The Afghan Special Forces aren’t the only elite military unit the Afghans have formed. Six years ago, the Afghan Army formed its first commando battalion. The unit was trained by U.S. Marines. Since then, 2,400 carefully selected Afghan infantrymen have been sent to Jordan for commando and special operations training. The sergeants among this group, served as trainers during the formation of additional commando battalions. Three years ago, U.S. Army Special Forces were involved in the forming of five commando battalions, so that each of the five army corps has one of these special operations units. Currently, there are 7,000 troops in the Afghan Commando Brigade.
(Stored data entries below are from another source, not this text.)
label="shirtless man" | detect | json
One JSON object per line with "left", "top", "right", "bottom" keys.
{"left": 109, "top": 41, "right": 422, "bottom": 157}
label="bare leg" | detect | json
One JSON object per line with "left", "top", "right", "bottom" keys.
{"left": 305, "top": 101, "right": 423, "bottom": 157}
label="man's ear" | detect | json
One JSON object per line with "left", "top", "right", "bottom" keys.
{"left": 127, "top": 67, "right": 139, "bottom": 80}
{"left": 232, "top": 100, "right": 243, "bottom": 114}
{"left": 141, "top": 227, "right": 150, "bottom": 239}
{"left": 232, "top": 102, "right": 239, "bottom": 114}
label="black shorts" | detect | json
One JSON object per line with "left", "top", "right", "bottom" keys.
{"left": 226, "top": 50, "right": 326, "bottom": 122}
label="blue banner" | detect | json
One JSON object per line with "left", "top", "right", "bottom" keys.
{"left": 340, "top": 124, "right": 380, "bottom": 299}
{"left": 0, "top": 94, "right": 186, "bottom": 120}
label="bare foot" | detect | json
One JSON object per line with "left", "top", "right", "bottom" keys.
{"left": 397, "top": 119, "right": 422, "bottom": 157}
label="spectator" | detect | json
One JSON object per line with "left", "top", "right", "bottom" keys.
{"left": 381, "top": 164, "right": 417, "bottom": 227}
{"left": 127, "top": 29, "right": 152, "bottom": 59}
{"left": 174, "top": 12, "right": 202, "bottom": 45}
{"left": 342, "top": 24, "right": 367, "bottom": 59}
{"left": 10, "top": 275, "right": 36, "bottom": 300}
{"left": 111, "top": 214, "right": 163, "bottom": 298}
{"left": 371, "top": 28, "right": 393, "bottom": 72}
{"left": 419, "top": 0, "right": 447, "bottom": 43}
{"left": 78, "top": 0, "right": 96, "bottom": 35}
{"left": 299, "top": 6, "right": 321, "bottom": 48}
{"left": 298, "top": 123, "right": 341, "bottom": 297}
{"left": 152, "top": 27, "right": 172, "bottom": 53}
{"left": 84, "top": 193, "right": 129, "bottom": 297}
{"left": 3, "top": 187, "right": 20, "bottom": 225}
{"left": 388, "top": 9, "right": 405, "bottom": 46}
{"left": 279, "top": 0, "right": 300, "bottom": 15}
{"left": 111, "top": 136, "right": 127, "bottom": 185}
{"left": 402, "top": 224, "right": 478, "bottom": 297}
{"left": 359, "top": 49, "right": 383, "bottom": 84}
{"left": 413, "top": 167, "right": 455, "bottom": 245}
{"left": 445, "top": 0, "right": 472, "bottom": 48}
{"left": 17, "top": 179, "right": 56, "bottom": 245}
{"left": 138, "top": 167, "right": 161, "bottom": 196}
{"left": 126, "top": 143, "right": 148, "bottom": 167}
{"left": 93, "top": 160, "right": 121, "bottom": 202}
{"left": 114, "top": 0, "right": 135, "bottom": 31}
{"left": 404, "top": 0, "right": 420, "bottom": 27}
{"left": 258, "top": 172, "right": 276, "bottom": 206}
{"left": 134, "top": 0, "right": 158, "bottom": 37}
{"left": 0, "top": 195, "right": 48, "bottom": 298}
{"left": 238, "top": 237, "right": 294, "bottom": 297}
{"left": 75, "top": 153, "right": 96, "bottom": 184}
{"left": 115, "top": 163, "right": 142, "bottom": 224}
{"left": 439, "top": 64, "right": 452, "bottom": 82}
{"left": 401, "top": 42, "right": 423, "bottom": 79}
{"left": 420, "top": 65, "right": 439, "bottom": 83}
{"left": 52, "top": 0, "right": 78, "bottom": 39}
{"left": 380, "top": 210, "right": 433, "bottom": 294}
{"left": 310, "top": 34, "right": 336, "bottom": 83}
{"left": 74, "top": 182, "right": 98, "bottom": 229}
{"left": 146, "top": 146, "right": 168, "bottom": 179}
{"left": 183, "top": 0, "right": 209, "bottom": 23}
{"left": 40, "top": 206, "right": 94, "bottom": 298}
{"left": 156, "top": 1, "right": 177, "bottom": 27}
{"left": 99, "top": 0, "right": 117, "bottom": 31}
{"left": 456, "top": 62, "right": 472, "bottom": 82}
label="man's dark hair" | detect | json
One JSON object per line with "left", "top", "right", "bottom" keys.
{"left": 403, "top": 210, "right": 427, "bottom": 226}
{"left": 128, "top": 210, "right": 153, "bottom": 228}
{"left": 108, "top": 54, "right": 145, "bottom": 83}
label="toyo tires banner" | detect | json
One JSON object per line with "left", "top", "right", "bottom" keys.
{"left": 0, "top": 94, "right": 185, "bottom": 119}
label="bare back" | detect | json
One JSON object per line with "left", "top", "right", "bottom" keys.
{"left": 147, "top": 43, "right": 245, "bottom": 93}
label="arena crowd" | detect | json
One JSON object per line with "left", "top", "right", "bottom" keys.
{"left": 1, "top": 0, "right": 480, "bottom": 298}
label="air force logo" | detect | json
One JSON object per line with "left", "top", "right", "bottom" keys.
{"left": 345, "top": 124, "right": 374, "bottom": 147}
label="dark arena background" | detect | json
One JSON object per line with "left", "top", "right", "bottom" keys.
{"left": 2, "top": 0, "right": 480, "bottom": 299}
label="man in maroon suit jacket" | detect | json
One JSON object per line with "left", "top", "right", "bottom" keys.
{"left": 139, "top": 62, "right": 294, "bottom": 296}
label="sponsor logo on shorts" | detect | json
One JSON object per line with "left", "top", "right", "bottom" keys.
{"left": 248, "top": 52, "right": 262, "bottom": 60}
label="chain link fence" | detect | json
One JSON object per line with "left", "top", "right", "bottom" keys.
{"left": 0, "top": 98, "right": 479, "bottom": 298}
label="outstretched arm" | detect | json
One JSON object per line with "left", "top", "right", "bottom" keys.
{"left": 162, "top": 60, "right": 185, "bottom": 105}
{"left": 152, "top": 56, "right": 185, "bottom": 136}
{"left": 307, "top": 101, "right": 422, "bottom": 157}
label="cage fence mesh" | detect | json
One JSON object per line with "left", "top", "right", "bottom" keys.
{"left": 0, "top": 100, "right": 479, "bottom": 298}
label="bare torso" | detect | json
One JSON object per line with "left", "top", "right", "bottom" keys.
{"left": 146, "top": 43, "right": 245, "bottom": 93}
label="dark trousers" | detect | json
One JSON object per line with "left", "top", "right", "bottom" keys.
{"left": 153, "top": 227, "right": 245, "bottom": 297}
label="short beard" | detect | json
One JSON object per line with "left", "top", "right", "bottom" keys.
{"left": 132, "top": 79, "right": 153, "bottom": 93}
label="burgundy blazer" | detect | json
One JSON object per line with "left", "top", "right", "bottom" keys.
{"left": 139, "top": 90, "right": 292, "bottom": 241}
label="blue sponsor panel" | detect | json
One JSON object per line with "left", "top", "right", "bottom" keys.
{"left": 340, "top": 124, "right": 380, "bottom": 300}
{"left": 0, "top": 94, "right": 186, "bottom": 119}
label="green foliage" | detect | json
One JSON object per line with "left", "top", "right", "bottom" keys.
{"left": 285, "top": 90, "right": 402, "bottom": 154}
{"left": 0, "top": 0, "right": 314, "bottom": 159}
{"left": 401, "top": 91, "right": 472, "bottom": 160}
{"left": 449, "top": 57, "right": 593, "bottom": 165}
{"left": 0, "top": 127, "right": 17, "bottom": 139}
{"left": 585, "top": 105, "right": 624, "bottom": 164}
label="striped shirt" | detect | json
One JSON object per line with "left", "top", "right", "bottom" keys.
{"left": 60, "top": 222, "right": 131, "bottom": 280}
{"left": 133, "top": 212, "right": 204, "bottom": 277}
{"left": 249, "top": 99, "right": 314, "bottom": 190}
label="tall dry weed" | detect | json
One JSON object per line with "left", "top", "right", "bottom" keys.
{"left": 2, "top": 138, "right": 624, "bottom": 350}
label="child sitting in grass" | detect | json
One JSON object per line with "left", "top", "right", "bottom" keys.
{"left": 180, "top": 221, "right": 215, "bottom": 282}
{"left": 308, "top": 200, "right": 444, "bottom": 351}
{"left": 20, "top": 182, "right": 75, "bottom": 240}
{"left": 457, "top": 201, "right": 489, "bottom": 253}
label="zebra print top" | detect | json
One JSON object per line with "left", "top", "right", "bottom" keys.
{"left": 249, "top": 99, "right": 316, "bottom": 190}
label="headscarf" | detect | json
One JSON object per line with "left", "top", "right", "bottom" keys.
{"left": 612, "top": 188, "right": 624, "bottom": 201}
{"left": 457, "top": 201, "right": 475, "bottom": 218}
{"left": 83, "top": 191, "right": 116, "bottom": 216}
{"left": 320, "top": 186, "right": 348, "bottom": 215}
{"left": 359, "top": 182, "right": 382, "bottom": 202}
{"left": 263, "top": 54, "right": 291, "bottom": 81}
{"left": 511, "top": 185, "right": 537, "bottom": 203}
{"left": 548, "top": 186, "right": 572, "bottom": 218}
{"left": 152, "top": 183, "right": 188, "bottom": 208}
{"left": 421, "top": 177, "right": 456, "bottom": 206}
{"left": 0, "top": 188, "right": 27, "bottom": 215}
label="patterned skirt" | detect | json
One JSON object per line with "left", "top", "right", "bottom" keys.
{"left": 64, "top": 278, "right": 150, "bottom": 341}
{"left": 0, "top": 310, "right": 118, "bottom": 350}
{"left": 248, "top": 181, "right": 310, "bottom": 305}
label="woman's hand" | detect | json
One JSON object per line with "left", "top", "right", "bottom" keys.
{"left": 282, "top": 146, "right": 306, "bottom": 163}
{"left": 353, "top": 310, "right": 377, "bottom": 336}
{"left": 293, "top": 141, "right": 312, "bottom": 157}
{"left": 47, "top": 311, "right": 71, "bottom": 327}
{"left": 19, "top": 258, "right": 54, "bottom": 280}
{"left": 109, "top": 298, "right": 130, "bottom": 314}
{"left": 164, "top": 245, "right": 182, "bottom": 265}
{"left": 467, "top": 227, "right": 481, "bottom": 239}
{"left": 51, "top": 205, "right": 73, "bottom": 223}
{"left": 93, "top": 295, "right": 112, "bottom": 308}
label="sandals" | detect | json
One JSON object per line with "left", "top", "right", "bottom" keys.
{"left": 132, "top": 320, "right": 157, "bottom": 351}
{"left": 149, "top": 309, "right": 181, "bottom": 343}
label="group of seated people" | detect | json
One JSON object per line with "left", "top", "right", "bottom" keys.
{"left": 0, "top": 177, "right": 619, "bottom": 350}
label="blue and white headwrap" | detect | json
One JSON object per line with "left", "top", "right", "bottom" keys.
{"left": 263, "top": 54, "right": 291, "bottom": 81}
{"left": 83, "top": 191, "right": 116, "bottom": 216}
All this was done in a nation where over 60 percent of the population is illiterate, and the military traditions are more tribal warrior than professional soldier. The tribal culture makes it difficult for soldiers from different tribes to work together. But there are always those who have the desire to do something different, and these are the men who made the cut in the special operations forces.

The U.S. Special Forces assisted the Afghans in creating Special Forces units similar to the American ones, where each unit specializes in working with specific ethnic groups, or tribal coalitions. The goal is a force of four Afghan Special Forces battalions, each with 18 A-Teams. Given the success of American Special Forces, that are trained to understand Afghan culture and speak the language, it was believed that Afghans doing the same thing, would perform even better, and more than double the number of Special Forces troops, specialized in dealing with Afghanistan, available. Moreover, this means that Afghanistan will still have a Special Forces capability once U.S. forces depart. Afghanistan is the kind of country (four major ethnic groups, hundreds of tribes and clans) that needs Special Forces long term.